BishopAccountability.org

Guest commentary: 'Spotlight' shows why transparency is needed in Catholic Church

By Tim Stier
Contra Costa Times
November 11, 2015

http://www.contracostatimes.com/opinion/ci_29103568/guest-commentary-spotlight-shows-why-transparency-is-needed

This photo provided by courtesy of Open Road Films shows, Michael Keaton, left, as Walter "Robby" Robinson and Mark Ruffalo as Michael Rezendes, in a scene from the film, "Spotlight."
Photo by Kerry Hayes

The movie "Spotlight" opens in Bay Area theatres on Friday. It tells the story of the Boston Globe's Spotlight investigation team's reporting in 2001 and 2002 on the clergy sexual abuse in the Archdiocese of Boston and its cover-up by Cardinal Law.

To many, this movie will draw unwanted publicity to the Catholic Church. As a priest of the Roman Catholic diocese of Oakland in voluntary exile since 2005, I welcome this publicity.

I hope this movie shines the spotlight on Oakland and San Francisco so the full extent of abuse and cover-up right here in the Bay Area may be known.

For the truth is that if the same spotlight were to shine on the Catholic Church in San Francisco and Oakland, the news would be just as heartbreaking and horrifying as in Boston.

The reason the Boston Globe Spotlight team of journalists was able to shine such light on the Catholic Church in Boston was due to the courage of abuse survivors, journalists and a judge who forced the Archdiocese of Boston to open its secret files on scores of criminal priests.

The Diocese of Oakland has yet to publicly name all the priests, both diocesan and religious, who abused children and teens throughout Alameda and Contra Costa counties. The most complete report to date was a four-part series published in the Oakland Tribune and its sister papers beginning on March 31, 2008, and now available online.

The Diocese of Oakland, headed by Bishop Michael Barber, and the Archdiocese of San Francisco, led by Archbishop Salvadore Cordileone, are good at apologizing but terrible at transparency.

Cordileone and Barber want us to believe that the abuse crisis is a regrettable event in the past. Would that were so.

I have written to Bishop Barber asking him to publicly name the 43 credibly accused priests and brothers who served in parishes and high schools throughout Alameda and Contra Costa counties. No reply. I've offered to meet with him. No reply. The priorities of Archbishop Cordileone of San Francisco are well-known.

These days, the Oakland Diocese is preoccupied with fund-raising to ease its burden of debt accrued in part from paying off abuse survivors.
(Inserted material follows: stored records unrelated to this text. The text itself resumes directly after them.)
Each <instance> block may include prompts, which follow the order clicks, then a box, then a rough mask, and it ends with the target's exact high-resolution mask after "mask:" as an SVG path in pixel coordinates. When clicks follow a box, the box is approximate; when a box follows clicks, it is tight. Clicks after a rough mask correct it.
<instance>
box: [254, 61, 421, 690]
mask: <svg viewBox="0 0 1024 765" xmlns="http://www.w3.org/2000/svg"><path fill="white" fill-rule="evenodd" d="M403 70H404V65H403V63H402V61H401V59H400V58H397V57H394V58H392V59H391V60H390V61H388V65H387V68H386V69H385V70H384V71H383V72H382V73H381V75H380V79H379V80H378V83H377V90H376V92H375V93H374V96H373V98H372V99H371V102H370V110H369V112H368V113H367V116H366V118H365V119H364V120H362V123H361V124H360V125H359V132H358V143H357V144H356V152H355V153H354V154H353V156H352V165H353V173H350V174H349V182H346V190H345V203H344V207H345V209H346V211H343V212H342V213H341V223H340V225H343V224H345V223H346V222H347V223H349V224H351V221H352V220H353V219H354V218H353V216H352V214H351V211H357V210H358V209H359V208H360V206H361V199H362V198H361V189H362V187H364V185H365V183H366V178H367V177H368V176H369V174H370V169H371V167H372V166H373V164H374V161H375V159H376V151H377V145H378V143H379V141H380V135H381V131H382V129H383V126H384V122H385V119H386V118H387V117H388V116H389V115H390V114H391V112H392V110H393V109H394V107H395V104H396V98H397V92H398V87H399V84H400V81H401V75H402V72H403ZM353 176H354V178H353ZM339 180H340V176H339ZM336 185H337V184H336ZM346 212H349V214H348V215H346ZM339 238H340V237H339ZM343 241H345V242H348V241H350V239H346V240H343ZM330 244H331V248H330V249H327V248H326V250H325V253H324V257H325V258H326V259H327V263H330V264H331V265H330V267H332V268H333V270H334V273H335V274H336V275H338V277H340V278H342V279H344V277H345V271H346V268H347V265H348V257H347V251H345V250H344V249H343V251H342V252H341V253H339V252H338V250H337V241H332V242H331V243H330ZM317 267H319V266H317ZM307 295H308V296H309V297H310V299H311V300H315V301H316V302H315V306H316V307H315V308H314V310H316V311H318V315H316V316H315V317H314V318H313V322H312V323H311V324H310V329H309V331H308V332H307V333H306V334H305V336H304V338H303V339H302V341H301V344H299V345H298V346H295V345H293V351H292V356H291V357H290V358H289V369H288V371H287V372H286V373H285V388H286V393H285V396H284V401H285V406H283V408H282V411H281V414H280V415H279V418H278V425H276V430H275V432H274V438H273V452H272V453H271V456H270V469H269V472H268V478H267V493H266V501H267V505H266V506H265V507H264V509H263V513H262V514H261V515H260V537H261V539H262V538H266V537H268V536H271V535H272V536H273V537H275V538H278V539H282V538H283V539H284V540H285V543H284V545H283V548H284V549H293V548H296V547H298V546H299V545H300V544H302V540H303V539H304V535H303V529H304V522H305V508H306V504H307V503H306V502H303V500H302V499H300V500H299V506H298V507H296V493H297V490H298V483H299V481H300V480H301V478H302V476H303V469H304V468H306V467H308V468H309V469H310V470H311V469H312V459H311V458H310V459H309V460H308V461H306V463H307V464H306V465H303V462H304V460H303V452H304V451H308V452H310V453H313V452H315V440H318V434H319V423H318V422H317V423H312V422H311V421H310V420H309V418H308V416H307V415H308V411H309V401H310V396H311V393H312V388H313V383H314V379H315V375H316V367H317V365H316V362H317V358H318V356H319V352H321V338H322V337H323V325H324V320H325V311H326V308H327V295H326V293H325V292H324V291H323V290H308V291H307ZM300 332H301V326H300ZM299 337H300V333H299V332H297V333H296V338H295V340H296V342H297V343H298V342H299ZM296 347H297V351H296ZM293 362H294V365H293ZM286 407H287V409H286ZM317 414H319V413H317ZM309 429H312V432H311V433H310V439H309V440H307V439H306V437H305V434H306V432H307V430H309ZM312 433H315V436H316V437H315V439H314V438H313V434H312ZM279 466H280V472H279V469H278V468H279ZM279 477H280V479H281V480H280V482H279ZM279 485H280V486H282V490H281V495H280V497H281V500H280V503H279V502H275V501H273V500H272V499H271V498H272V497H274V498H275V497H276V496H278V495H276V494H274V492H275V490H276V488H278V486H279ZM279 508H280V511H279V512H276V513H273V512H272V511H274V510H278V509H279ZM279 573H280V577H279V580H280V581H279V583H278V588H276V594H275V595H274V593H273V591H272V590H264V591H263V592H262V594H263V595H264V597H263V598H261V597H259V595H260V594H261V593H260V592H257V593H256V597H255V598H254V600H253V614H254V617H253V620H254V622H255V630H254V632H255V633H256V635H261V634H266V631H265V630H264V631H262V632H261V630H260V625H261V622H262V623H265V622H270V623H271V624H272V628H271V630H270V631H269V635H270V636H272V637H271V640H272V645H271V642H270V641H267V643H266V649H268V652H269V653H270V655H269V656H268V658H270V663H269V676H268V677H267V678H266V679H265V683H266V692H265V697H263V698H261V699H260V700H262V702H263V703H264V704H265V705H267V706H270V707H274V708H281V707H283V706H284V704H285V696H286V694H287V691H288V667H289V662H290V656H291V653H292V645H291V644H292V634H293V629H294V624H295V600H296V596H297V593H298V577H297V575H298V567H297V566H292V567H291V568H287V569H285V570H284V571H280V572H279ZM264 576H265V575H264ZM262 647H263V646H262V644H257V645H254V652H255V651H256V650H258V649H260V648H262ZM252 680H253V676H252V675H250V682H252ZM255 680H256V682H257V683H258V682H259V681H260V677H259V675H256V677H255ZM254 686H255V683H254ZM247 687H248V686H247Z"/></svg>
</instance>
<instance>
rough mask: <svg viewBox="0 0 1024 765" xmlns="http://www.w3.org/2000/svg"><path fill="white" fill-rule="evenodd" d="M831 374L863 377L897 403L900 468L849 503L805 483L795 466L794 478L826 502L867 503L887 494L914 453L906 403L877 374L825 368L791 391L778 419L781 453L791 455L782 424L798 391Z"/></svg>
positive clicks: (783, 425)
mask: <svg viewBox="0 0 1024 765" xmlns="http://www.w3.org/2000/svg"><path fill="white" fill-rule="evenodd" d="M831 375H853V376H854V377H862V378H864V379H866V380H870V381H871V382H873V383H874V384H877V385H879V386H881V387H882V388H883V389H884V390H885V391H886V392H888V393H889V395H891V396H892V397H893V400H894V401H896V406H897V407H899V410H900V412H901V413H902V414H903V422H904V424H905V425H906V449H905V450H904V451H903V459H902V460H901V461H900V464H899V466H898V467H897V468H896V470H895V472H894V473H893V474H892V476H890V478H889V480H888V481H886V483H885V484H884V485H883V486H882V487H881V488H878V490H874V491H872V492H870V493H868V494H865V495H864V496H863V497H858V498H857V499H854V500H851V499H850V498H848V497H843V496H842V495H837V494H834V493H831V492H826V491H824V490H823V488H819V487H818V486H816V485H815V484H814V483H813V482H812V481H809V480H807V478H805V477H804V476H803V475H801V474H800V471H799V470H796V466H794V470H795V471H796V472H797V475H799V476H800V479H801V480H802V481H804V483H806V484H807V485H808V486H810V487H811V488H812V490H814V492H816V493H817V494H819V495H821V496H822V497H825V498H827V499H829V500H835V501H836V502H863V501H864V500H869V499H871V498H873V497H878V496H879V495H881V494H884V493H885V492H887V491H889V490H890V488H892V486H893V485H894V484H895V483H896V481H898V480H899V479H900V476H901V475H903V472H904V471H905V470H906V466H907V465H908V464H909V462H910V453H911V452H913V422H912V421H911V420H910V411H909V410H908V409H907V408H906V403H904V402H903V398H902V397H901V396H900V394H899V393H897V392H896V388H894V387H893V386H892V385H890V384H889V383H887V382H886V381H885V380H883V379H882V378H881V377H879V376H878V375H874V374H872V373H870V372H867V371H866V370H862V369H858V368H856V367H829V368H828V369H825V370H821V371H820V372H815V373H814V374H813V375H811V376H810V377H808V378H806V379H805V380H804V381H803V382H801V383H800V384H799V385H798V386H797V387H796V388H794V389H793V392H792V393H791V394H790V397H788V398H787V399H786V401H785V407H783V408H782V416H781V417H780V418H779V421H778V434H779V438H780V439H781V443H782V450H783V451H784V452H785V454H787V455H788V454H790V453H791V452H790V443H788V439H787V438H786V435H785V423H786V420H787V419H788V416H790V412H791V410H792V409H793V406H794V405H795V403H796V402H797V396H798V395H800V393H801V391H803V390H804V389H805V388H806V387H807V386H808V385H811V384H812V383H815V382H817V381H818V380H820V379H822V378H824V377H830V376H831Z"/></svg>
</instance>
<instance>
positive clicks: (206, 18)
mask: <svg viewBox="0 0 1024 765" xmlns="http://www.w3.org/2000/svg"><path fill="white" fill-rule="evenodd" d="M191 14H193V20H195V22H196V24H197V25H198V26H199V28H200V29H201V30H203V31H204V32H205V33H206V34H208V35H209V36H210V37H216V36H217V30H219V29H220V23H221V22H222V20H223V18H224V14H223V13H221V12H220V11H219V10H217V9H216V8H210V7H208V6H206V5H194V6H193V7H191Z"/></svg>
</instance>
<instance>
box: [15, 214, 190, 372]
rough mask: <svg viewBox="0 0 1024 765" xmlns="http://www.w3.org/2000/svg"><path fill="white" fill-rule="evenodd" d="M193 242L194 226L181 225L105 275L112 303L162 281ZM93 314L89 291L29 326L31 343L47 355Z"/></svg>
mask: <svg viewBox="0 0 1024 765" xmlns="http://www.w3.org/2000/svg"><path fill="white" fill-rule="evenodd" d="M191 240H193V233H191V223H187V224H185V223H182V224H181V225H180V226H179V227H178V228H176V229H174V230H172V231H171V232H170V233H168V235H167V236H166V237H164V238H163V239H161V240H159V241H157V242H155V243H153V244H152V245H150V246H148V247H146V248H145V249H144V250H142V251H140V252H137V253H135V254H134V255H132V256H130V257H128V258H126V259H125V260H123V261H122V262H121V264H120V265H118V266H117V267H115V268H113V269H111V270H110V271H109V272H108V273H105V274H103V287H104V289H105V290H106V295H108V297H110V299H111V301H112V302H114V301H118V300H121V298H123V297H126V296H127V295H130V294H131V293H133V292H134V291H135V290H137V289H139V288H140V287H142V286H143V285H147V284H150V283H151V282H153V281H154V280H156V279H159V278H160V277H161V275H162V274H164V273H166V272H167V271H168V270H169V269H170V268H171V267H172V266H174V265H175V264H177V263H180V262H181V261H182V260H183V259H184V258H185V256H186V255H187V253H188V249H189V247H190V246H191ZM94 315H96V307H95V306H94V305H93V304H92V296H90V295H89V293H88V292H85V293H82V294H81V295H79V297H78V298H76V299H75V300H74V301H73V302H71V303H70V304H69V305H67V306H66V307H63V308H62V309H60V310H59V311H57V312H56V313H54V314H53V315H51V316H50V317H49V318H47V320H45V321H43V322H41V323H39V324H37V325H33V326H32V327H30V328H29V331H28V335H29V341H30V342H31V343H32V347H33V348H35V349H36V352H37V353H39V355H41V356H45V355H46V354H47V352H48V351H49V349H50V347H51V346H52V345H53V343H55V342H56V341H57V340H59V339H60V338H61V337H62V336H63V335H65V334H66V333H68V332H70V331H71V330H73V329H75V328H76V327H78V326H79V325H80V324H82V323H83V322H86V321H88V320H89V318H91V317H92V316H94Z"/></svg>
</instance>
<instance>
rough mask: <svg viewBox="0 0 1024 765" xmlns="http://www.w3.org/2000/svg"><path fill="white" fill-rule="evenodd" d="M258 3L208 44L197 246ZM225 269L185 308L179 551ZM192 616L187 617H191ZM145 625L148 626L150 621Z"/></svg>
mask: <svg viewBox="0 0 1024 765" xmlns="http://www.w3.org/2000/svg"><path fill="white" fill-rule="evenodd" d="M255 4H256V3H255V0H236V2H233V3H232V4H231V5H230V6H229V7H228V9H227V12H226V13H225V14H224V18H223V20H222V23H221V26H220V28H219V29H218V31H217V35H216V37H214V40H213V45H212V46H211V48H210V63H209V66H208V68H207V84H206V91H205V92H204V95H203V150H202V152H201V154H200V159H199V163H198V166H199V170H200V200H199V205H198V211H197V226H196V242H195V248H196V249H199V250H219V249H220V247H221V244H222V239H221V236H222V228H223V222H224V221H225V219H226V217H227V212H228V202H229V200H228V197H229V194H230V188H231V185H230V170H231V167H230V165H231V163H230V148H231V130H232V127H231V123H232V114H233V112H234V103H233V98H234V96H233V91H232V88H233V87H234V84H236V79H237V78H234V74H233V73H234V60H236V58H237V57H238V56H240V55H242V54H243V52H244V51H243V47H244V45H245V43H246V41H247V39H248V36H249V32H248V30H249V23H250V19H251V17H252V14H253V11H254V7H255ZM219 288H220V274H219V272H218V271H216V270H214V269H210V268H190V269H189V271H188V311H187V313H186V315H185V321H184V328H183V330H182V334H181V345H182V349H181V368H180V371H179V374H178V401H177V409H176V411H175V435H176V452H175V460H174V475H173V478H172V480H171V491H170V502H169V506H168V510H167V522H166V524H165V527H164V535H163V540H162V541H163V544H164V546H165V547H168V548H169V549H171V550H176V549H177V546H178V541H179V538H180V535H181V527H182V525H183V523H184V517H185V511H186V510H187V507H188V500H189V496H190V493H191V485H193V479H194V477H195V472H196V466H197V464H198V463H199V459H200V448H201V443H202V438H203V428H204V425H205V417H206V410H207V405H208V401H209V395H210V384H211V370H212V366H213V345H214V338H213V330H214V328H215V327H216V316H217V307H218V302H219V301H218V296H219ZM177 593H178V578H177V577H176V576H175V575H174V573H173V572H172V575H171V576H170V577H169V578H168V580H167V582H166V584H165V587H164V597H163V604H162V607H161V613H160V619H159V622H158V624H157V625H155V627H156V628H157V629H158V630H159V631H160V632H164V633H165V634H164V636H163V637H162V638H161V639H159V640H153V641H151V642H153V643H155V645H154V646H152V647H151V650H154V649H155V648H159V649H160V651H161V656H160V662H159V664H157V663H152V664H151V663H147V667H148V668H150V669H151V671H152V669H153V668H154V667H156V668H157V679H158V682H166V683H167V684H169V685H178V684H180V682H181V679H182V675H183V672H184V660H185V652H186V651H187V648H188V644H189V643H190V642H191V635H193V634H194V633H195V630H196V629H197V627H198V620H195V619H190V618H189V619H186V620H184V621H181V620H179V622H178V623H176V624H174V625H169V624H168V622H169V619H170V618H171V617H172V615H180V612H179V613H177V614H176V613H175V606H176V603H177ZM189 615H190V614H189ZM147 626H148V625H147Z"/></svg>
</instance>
Even as Catholics of the East Bay are asked to donate generously to bail out the diocese, they are still not being told the full extent of the sexual abuse of minors by clergy, and the criminal cover-up by bishops and their assistants.

The hundreds of victims of rape and sexual assault perpetrated by priests and brothers here in the Bay Area deserve more than apologies; they and their families deserve full disclosure, including details about how bishops on both sides of the Bay repeatedly moved known abusers from parish to parish where many abused again.

The justice and transparency abuse survivors were promised have yet to fully happen. The stakes in this crisis are very high: children and youth won't be safe in Catholic parishes and schools until transparency and structural change are fully realized.